Bas Nieuwenhuizen · ce67a5c3
--- a/Raytracing.md
+++ b/Raytracing.md
+## Hardware info
+See [RDNA2 hardware BVH](https://gitlab.freedesktop.org/bnieuwenhuizen/mesa/-/wikis/RDNA2-hardware-BVH)
+## Traversal performance challenges
+A simple traversal algorithm via DFS is something like this
+```
+void traverse(Node root, Ray R)
+{
+   std::stack<pair<Node, uint32_t>> stack;
+   stack.push({root, 0});
+   double t_best_num = inf;
+   float t_best_denom = 1;
+   float I_best_num;
+   float J_best_num;
+   uint32_t triangle_best;
+   uint32_t geometry_best;
+   while(!stack.empty()) {
+      par<Node, uint32_t cur = stack.top();
+      stack.pop();
+      if (isGeometry(cur.first)) {
+        if (cull(R, cur.first)) /* check cull mask */
+          continue;
+        cur.second = cur.first.geometry;
+        cur.first = cur.first.geometryRoot;
+      }
+      Result res = intersect(R, cur.first);
+      if (isTriangle(cur.first)) {
+         if (abs(t_best_num * res.t_denom) > abs(res.t_num * best_t_denom)) {
+            t_best_num = res.t_num;
+            t_best_denom = res.t_denom;
+            I_best = res.I_num;
+            J_best = res.J_num;
+            triangle_best = cur.first.triangle_id;
+         }
+      } else {
+         if (res.box3 != 0xffffffff)
+            stack.push_back({res.box3, cur.second});
+         if (res.box2 != 0xffffffff)
+            stack.push_back({res.box2, cur.second});
+         if (res.box1 != 0xffffffff)
+            stack.push_back({res.box1, cur.second});
+         if (res.box0 != 0xffffffff)
+            stack.push_back({res.box0, cur.second});
+      }
+   }
+   if (!std::isinf(t_best)) {
+      reportClosestHit(t_best_num/t_best_denom,
+                       I_best/t_best_denom,
+                       J_best/t_best_denom,
+                       geometry_best,
+                       triangle_best);
+   } else {
+      reportMiss();
+   }
+}
+```
+(also missing the leaf box handling, intersection and any-hit shaders)

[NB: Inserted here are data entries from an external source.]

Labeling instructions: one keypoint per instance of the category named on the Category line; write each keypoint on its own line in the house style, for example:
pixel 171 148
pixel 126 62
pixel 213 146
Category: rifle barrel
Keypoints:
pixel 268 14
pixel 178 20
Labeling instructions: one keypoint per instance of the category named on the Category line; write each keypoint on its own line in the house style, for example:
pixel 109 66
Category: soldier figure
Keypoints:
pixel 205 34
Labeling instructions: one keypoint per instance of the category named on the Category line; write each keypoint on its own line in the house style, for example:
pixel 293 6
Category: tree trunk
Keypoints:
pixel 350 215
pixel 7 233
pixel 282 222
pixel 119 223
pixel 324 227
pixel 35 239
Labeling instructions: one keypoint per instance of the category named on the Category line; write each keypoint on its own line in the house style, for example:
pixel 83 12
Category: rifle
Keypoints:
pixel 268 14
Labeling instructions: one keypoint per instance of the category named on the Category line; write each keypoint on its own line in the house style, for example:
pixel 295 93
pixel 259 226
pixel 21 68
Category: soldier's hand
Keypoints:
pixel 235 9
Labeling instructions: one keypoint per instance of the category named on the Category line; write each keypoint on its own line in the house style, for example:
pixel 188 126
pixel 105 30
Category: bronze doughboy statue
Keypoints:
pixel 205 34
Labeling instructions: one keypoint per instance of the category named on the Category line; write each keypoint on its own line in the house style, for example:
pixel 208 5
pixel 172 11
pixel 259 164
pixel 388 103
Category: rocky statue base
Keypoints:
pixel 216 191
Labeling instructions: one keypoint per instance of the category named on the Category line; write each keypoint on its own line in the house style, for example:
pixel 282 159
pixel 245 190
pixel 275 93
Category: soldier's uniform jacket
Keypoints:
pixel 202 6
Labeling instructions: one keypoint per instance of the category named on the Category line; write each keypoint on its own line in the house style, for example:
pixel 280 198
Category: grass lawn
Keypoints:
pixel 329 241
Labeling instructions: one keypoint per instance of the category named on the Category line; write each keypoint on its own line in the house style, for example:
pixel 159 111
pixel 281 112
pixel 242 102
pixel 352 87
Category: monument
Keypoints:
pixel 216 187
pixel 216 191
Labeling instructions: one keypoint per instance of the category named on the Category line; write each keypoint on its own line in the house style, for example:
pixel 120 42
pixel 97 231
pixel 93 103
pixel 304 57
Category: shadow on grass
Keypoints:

+Now this has a couple of performance challenges:
+1. The stack depth is non-uniform so we're reading and writing non-uniformly indexed data. This is not supported for VGPRs, so we either have to have a select tree (or at similar cost move the entire stack up/down in VGPRs), a scalaring loop, use LDS or use VMEM. None of these solutions is particularly performant.
+2. There is a bunch of divergence of control flow  wrt.
+   a. How many iterations of the loop need to be done.
+   b. Whether the triangle/box/geometry path get taken.
+3. In the triangle case on hit we require an extra load which with divergent nodes could mean we are limited by the 1 cacheline/cycle throughput and hence the load could be as expensive as the intersection. (Unless the HW can make the load piggyback off the intersection in the same cycle)
+Note that in the inner loop we likely don't really have too much room to reshuffle as this could be ~50 ALU + ~50 VMEM cycles and a reshuffle is not trivial. (and for real benefits it needs to be cross-wavefront ...)
+Maybe splitting intersection & any-hit shaders into an outer loop and reshuffling there based on shader id would make sense though.